Die Arbeitslosigkeit im Bezirk der Agentur für Arbeit Pfarrkirchen, der die Landkreise Rottal-Inn, Altötting und Mühldorf umfasst, ist im Juli leicht gestiegen. Die Anzahl der Arbeitslosen liegt mit 5.654 um 33 Personen oder ein Prozent höher als noch im Juni. Gegenüber dem Juli 2010 ist die Arbeitslosigkeit um zwölf Prozent niedriger (- 774 Personen).

Die Arbeitslosenquote beträgt im Juli 3,2 Prozent. Vor einem Jahr lag sie noch bei 3,6 Prozent.

„Die konjunkturelle Lage ist weiterhin gut und die Beschäftigung steigt. Die Zahl der Arbeitslosen liegt weiterhin auf einem niedrigen Niveau. Der geringfügige Anstieg der Arbeitslosigkeit in den Sommermonaten ist jahreszeitlich üblich und in erster Linie auf Arbeitslosmeldungen von Schulabgängern und Ausbildungsabsolventen zurückzuführen, die im Herbst eine Berufsausbildung, eine weiterführende Schule oder ein Studium antreten wollen,“ kommentiert Jutta Müller, Vorsitzende der Geschäftsführung der Agentur für Arbeit Pfarrkirchen. „Bei allen anderen Personengruppen ist die Arbeitslosigkeit erneut gesunken, was für einen stabilen Arbeitsmarkt spricht. Weiterhin nicht zufriedenstellend ist allerdings der Anteil lebensälterer Menschen an allen Arbeitslosen, weshalb wir unverändert alles daran setzen müssen, Ältere in den Arbeitsmarkt zu integrieren“, so die Agenturchefin weiter.

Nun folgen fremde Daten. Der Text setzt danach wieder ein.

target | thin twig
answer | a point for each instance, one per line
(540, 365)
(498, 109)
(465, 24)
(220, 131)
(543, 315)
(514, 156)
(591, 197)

Zusätzlich zu den 5654 registrierten Arbeitslosen umfasst die Unterbeschäftigung im Bezirk der Agentur für Arbeit Pfarrkirchen weitere 3007 Personen. In der Unterbeschäftigung werden zusätzlich zu den registrierten Arbeitslosen insbesondere die Personen erfasst, die nicht als arbeitslos im Sinne des Sozialgesetzbuches gelten, weil sie an bestimmten Maßnahmen der Arbeitsförderung teilnehmen oder in einem arbeitsmarktbedingten Sonderstatusind (wie z. B. in Krankheit oder in vorruhestandsähnlichen Regelungen) und insoweit den Arbeitsmarkt entlasten. Damit wird ein vollständigeres Bild über die Zahl von Menschen mit Problemen am Arbeitsmarkt sowie über das Ausmaß fehlender regulärer Beschäftigung gezeichnet. Die Unterbeschäftigung umfasst insgesamt 8661 Personen.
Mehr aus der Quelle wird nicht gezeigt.